Funded through the Stuart Scott Memorial Cancer Research Fund by the Marks Family in honor of Lisa Curtis
The human body is estimated to remove over a billion cells every day, a process achieved by a relatively rare population of cells called phagocytes. When a phagocyte ingests a dying cell, it essentially doubles its content (analogous to a neighbor moving into your house). Yet, phagocytes such as macrophages often ingest multiple targets in quick succession. How these phagocytes maintain their homeostasis and manage the excess influx of dead cell cargo, are interesting scientific problems that are largely unexplored. This is an important topic in understanding cancer development broadly, and the development of cancer therapies specifically, because the clearance of cancer cells directly establishes an environment for the tumor to grow. Exciting avenues of therapy involve trying to either break down this tumor-promoting environment or by increasing the immune response against the tumor. These approaches show much promise; however, they often only work in specific patient populations. We believe that to develop a more effective therapy, we must understand the underlying processes that link clearance of cancer cells to generating an anti-cancer immune response. To this end, my lab focuses on studying phagocytes that are prevalent in Triple-Negative Breast Cancer (TNBC), how tumor cell clearance contributes to TNBC progression, and discovering new ways to target these cells to treat TNBC.
Funded by the Constellation Gold Network Distributors
Non-Hodgkin Lymphomas are common cancers which can be cured in some patients by combinations of multiple chemotherapy drugs. Currently, these treatments consist of giving many drugs at the same time, waiting some weeks to recover from side effects, and repeating the cycle several times. We have discovered that in the most common combination therapy for Non-Hodgkin Lymphomas, while the use of many chemotherapies kills more cancer cells, the drugs do not enhance one another’s activity.
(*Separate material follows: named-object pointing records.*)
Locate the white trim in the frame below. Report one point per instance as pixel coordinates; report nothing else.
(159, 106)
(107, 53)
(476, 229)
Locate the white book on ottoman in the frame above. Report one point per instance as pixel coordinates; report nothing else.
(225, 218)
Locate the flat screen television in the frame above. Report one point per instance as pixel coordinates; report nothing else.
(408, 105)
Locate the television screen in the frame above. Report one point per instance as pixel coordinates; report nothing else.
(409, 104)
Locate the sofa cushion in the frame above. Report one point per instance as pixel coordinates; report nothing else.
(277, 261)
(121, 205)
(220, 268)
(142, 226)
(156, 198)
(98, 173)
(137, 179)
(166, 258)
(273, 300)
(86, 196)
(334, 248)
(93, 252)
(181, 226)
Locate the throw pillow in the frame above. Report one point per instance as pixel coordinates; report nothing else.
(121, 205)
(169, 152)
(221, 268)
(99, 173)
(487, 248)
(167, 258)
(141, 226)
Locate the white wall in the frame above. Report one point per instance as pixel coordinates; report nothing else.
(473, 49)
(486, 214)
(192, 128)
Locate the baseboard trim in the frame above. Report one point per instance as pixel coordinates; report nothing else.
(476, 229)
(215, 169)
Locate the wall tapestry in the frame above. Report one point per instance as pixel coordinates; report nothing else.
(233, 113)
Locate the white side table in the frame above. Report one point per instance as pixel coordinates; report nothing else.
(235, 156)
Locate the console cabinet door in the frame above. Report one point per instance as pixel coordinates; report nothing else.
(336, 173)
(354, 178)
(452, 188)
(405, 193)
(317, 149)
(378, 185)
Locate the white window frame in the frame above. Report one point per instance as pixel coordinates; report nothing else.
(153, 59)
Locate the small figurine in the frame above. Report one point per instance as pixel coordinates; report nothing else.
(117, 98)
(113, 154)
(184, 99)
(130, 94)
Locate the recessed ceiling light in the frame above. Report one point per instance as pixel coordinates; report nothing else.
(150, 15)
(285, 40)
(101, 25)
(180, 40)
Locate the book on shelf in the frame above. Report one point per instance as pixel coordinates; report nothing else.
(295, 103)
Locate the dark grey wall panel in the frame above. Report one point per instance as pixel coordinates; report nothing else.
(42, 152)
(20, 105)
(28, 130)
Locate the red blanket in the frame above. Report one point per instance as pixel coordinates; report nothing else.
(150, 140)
Instead, certain drug pairs interfere with one another’s effects. This suggests that treatment might be more effective at killing cancer cells, and cure more patients, if this interference were avoided. This could be accomplished by giving certain chemotherapies at different times from each other. We will study a few lymphomas and measure how chemotherapies interact to determine which should or should not be given at the same time. A computer model will simulate how tumors respond to combinations of drugs given at various times. This simulation will use measured drug interactions to predict which treatment designs will be most effective at killing cancer cells. We will test these treatments on human lymphoma cells, and compare them to the current ‘all-drugs-at-once’ strategy. If this research finds a more effective approach to treatment, it can next be tested in animals, and eventually in human clinical trials. Ultimately we hope to identify a simple change in the use of already approved medicines that has the potential to cure more cases oflymphoma.